Of course, the results of this study had an inevitably large deviation, because the number of cases was small, and this was a retrospective study. However, in view of the good performance of apatinib in the treatment of small-cell lung cancer after second-line treatment, it is necessary to investigate the advantages and disadvantages of maintenance therapy for small-cell lung cancer. Moreover, there is currently no study in this field. This retrospective study was performed to preliminarily investigate the clinical efficacy and safety of apatinib maintenance therapy in extensive-stage small-cell lung cancer, which is of great clinical value. Furthermore, this study provided theoretical and clinical evidence for further prospective and randomized controlled studies.

The appropriate dose of apatinib as a maintenance therapy for small-cell lung cancer is also worthy of further discussion. Apatinib was first approved for use in advanced gastric cancer in China. The recommended dose is 850 mg/day three times per day. With further investigation by clinical and pharmacological scholars, its clinical application has been gradually extended to the treatment of other malignant tumors, including non-small cell lung cancer and small-cell lung cancer. In the stage II clinical experiments before the launch of apatinib that compared patients with other tumors and healthy subjects, drug absorption was delayed and drug exposure was lower for patients with gastric cancer. This may be because the dissolution and absorption of drugs were affected in patients with gastric cancer due to surgical history or overall physical condition (Li et al. 2013). Therefore, the optimal treatment dose of lung cancer cannot refer to that used in gastric cancer. In stage I clinical experiments for apatinib, it was found that doses greater than 250 mg/day would result in hypertension and proteinuria for nearly half of patients (Li et al. 2010). Likewise, in the treatment of extensive-stage small-cell lung cancer after failure of second-line and third-line chemotherapy, 45.5% of patients could not tolerate a dose of 500 mg/day, necessitating reduction of the dose (Hong et al. 2017). In maintenance treatment, controlling toxicity and pursuing efficacy are necessary. Thus, in this study, the maintenance dose was 250 mg/day initially.

The results revealed that the most common adverse events were hand–foot syndrome, secondary hypertension, and thrombocytopenia with incidence rates of 43.5%, 30.4%, and 30.4%, respectively. However, the adverse events of grade III/IV only included hypertension and hand–foot syndrome with incidence rates of 4.3% and 8.7%, respectively. There were no patients who could not tolerate the treatment, and no dose reduction was observed. Thus, clinical tolerance was acceptable at a maintenance dose of 250 mg.

It is well known that targeted drugs act on specific biological targets. However, apatinib is a multi-target inhibitor that mainly acts on VEGFR2. This study lacks corresponding clinical data; thus, we cannot further analyze specific molecular markers. It was mentioned that VEGF protein expression, peripheral blood VEGF level, and the prognosis of patients were associated with a certain extent. Therefore, we can try to add specific molecular markers for analysis in subsequent clinical studies to screen for more effective populations.
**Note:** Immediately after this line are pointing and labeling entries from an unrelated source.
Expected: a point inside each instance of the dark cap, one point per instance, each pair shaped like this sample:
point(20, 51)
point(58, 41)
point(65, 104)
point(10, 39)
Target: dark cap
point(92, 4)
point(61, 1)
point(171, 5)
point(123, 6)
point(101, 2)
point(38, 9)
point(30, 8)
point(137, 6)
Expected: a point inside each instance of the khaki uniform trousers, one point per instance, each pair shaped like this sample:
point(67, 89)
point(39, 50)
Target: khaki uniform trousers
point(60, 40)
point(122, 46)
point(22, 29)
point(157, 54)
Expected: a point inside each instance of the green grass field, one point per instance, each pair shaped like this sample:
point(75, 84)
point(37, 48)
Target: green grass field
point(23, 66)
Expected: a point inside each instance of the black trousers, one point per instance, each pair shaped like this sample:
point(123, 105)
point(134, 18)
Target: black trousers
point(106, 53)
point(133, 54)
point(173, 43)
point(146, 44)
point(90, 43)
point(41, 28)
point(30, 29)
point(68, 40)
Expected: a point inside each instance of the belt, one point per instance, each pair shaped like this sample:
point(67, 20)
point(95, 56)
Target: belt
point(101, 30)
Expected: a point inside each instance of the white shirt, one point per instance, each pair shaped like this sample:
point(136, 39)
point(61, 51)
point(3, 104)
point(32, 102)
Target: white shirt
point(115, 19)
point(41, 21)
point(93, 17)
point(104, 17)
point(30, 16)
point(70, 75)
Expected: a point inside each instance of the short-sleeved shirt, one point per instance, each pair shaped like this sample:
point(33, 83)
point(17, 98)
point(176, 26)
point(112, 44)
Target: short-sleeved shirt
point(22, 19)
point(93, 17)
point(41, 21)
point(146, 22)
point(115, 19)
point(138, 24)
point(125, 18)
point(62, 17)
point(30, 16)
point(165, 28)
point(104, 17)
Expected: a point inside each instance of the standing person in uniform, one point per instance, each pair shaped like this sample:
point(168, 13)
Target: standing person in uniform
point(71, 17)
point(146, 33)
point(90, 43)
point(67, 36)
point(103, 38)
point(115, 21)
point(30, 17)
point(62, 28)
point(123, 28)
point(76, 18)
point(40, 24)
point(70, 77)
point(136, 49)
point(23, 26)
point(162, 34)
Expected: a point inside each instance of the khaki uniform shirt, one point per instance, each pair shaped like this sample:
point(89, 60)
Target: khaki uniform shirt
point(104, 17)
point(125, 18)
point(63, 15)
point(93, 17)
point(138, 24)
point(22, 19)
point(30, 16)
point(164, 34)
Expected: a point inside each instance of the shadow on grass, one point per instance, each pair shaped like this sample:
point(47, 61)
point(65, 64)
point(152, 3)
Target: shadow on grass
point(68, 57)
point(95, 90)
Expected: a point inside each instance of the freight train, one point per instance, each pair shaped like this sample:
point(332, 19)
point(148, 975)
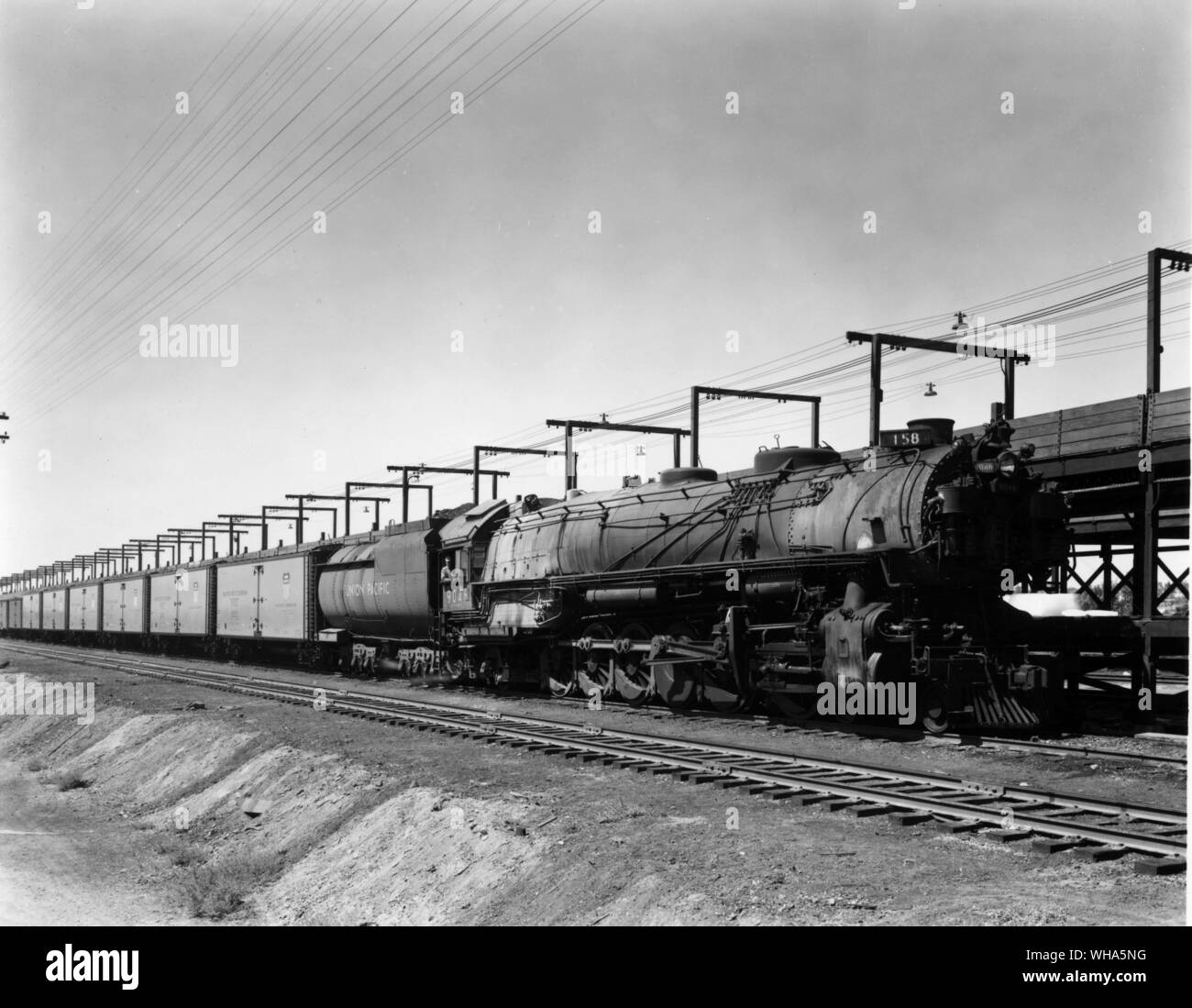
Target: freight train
point(810, 571)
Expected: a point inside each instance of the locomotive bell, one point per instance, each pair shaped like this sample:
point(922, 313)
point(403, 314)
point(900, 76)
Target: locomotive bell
point(793, 459)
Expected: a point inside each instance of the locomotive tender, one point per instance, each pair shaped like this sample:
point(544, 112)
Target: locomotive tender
point(810, 571)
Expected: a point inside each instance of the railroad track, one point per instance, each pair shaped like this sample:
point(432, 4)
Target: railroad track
point(894, 734)
point(1087, 826)
point(831, 729)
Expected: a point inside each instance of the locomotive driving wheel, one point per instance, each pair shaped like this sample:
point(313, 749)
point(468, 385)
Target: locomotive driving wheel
point(635, 680)
point(595, 671)
point(555, 674)
point(676, 681)
point(720, 689)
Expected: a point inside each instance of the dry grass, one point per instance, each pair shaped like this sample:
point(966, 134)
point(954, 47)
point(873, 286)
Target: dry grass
point(219, 889)
point(72, 781)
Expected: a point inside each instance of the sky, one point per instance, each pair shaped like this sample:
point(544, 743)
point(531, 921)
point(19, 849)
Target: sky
point(543, 209)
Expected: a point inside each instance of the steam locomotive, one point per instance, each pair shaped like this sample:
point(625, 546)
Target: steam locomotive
point(811, 571)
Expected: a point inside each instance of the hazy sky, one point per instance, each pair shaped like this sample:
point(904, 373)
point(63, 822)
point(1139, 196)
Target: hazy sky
point(461, 294)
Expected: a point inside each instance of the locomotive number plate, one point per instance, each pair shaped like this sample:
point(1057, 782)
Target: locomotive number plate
point(907, 438)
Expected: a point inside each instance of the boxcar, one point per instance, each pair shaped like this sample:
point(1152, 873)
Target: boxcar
point(269, 598)
point(54, 610)
point(180, 602)
point(31, 611)
point(123, 604)
point(83, 607)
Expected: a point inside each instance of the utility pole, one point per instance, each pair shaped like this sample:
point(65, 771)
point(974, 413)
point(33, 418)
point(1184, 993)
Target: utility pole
point(476, 472)
point(877, 341)
point(572, 427)
point(304, 506)
point(715, 393)
point(377, 503)
point(491, 449)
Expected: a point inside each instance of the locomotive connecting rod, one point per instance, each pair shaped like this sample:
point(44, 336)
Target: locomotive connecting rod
point(571, 427)
point(714, 393)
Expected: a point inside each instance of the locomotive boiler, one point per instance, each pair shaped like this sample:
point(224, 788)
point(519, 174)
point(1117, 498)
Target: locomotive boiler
point(875, 568)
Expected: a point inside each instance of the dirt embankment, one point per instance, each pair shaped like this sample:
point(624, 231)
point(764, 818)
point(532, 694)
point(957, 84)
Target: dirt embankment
point(245, 812)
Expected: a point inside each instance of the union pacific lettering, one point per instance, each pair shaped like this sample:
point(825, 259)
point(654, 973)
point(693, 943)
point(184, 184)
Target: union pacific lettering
point(366, 588)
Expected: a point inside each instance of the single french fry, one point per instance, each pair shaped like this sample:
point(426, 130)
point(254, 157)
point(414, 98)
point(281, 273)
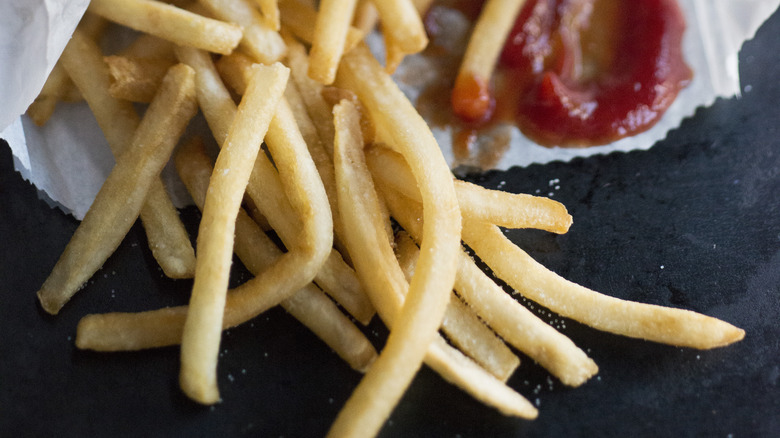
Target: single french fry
point(461, 325)
point(260, 41)
point(170, 23)
point(163, 327)
point(232, 69)
point(136, 79)
point(394, 55)
point(366, 16)
point(311, 93)
point(504, 209)
point(203, 326)
point(301, 19)
point(330, 35)
point(121, 197)
point(666, 325)
point(374, 260)
point(511, 320)
point(168, 239)
point(471, 96)
point(270, 10)
point(309, 305)
point(265, 189)
point(149, 46)
point(401, 21)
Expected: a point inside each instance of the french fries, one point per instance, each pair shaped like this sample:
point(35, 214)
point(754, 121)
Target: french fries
point(170, 23)
point(203, 327)
point(121, 197)
point(334, 160)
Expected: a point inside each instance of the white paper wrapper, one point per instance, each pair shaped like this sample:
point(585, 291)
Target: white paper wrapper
point(68, 159)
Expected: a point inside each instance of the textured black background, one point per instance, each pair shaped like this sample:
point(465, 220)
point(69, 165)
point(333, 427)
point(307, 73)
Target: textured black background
point(694, 223)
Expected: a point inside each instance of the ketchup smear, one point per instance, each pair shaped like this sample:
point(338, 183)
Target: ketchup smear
point(585, 72)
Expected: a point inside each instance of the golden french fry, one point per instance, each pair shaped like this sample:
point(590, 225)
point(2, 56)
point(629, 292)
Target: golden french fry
point(203, 326)
point(149, 46)
point(135, 79)
point(301, 19)
point(168, 239)
point(232, 69)
point(366, 16)
point(471, 96)
point(270, 10)
point(260, 41)
point(330, 35)
point(309, 305)
point(170, 23)
point(311, 93)
point(461, 325)
point(667, 325)
point(511, 320)
point(385, 283)
point(401, 21)
point(121, 197)
point(336, 278)
point(504, 209)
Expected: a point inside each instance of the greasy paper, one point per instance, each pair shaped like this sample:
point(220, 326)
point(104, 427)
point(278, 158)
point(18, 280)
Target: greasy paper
point(68, 158)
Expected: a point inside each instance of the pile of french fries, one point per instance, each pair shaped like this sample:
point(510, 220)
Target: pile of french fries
point(318, 145)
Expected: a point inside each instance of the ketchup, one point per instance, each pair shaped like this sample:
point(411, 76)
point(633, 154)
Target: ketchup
point(588, 72)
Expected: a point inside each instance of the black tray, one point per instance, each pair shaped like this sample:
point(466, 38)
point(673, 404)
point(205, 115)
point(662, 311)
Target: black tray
point(693, 223)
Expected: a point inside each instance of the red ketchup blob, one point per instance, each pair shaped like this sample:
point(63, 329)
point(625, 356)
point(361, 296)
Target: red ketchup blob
point(588, 72)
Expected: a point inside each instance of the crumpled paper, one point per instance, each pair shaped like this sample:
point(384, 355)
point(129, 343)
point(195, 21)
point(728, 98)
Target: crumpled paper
point(68, 159)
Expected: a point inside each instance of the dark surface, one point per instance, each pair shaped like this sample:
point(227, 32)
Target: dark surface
point(694, 223)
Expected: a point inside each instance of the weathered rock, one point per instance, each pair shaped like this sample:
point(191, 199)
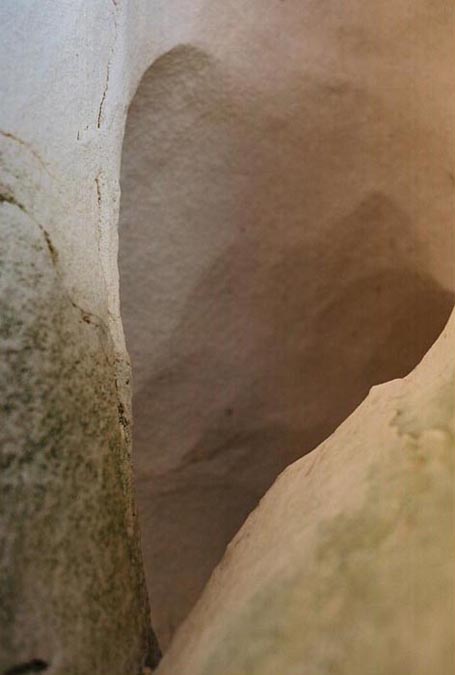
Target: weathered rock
point(347, 565)
point(286, 242)
point(72, 590)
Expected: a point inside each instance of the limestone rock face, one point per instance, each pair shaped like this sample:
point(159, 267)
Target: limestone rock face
point(286, 242)
point(347, 564)
point(72, 590)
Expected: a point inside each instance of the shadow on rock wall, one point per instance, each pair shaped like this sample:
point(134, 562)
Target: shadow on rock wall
point(255, 326)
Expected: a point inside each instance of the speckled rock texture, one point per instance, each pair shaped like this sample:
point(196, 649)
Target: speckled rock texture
point(347, 566)
point(286, 242)
point(72, 591)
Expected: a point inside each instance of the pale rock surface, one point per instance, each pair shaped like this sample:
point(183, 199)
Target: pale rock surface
point(72, 589)
point(286, 243)
point(347, 566)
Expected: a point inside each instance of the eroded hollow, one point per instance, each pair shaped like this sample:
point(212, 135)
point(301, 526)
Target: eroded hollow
point(262, 295)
The results of this study support the strategy of using novel therapy in the maintenance of extensive-stage SCLC. Apatinib given after the standard chemotherapy in extensive-stage SCLC achieved encouraging PFS and OS. In addition, toxicity control is a very important part of maintenance. Fortunately, the drug was well tolerated, with no serious adverse events. These results support a future multi-center prospective randomized study of maintenance therapy in SCLC.